La molestia de Juan había crecido a tal extremo que vociferaba intentando hacerlas callar adornando sus palabras con toda clase de improperios.

—Carajo! ¡Qué tal raza!, yo que me he soplado todo el santo día con la odisea del chancho y ustedes quejándose porque huele mal, aguanten y no jodan que ya vamos a llegar o se bajan y se van caminando!— gritaba.

Así fue, ni bien llegaron todas bajaron presurosas del auto y lo dejaron a Juan solo, buscando donde parquear, porque para aumentar su molestia la cantidad de invitados a la boda, había ocupado la cuadra entera y no había sitio para estacionar.

Al cabo de diez minutos Juan pudo participar de la boda. Llegó acomodándose el pantalón, cerrando el último botón del saco, sacudiéndose algo de polvo encima e ingresó tranquilo.

—Por fin, se acabó la locura de ese chancho—, pensó.

Cruzó toda la Iglesia, hasta llegar a las bancas delanteras y ubicarse junto a la familia.

Conforme avanzaba un murmullo general iba apoderándose de la concurrencia, el sacerdote levantaba la voz para ser escuchado, pero el cuchicheo crecía acompañado de un extraño olor, los feligreses se miraban unos a otros con miradas acusadoras, los novios intentaban disimular para que no se les arruine la boda, más de uno miraba con disimulo sus zapatos, buscaban alrededor el origen del mal olor. Juan también lo notó, volteó a ambos lados.

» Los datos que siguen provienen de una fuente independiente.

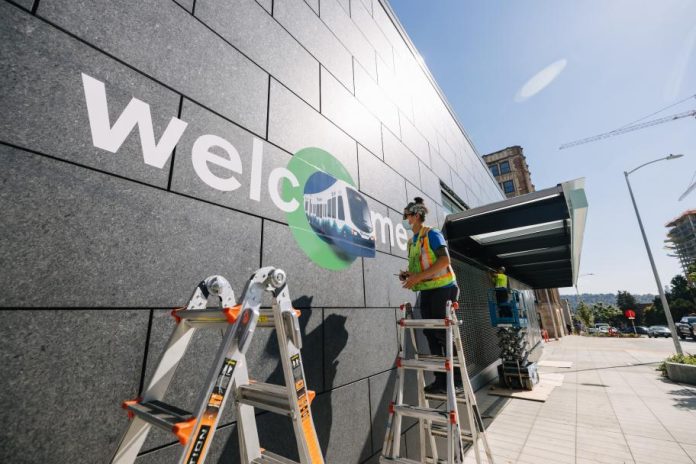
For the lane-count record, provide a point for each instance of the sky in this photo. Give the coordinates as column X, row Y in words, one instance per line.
column 542, row 73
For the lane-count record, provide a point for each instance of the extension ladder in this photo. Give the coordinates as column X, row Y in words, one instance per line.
column 433, row 422
column 228, row 376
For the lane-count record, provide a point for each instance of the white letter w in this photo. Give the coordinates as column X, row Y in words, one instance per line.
column 136, row 113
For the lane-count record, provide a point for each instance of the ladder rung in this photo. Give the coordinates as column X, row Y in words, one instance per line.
column 400, row 460
column 441, row 431
column 461, row 398
column 385, row 460
column 432, row 357
column 266, row 396
column 427, row 323
column 159, row 414
column 271, row 458
column 434, row 415
column 418, row 364
column 216, row 318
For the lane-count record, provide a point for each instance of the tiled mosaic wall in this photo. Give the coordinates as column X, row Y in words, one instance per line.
column 101, row 244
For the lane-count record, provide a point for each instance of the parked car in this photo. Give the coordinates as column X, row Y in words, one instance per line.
column 659, row 331
column 642, row 330
column 599, row 327
column 686, row 327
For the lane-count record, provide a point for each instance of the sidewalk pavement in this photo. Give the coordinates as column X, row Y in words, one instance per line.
column 613, row 407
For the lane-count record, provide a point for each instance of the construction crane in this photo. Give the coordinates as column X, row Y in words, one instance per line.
column 625, row 129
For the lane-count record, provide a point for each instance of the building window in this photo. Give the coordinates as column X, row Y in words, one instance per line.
column 504, row 167
column 450, row 204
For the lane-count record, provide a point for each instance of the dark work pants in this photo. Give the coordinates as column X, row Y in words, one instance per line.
column 433, row 306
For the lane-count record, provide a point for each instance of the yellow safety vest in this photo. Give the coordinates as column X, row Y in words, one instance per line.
column 500, row 280
column 421, row 257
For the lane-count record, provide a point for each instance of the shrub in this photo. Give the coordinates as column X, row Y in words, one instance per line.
column 689, row 359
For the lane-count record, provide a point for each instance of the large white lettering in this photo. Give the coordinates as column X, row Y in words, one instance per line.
column 136, row 113
column 274, row 179
column 201, row 156
column 387, row 227
column 256, row 167
column 401, row 236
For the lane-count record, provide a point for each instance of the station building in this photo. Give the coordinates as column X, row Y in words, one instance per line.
column 147, row 145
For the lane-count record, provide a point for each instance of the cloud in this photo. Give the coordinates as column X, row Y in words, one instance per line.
column 676, row 79
column 540, row 80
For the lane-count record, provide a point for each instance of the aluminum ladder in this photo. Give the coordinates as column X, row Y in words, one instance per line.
column 228, row 376
column 434, row 422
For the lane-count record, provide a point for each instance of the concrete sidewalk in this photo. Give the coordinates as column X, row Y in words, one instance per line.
column 613, row 407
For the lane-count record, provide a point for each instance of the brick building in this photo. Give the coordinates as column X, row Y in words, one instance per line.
column 509, row 167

De pronto notó que la señora que se persignaba a su lado ya no estaba. ¡Es más, ya nadie había a su alrededor! extrañamente habían quedado vacías varias bancas de la Iglesia alrededor suyo. Entonces fue que lo notó, se dio cuenta ¡La masa sanguinolenta, rojiza y espesa cubría su reloj! La correa de metal con cientos de agujeros que formaban el tejido estaba cubierta de restos de piel del bendito chancho y allí recordó.

Cuando iban a arrojar la prenda, Eduardo se detuvo bruscamente y gritó —¡es la fuente de mamá!—  En esa duda la masa conteniendo el chancho y su guiso se balanceó hacia un lado y hacia el otro derramándose profusamente,  cubriéndolos hasta las muñecas, fue cuando decidieron lanzar al chancho con fuente y todo.

Juan se había bañado y cambiado, pero no cayó en cuenta que cogió el mismo reloj para la boda. Se retiró molesto de la Iglesia…

Es así que terminó la travesía del chancho de pedigrí elegido para una boda. Él, como la preciada fuente quedaron en lo que hoy es el hermoso campus de la universidad Católica y que en ese entonces era el descampado propicio para dejar la carga. Hay quienes asegura que los olores que hasta hoy en día se atribuyen a las aguas servidas con que riegan sus jardines, provienen en realidad del pestilente puerco criado para servir de festín. Yo me inclino a atribuirle el mérito de convertirse en la anécdota infalible necesaria para no romper la tradición familiar.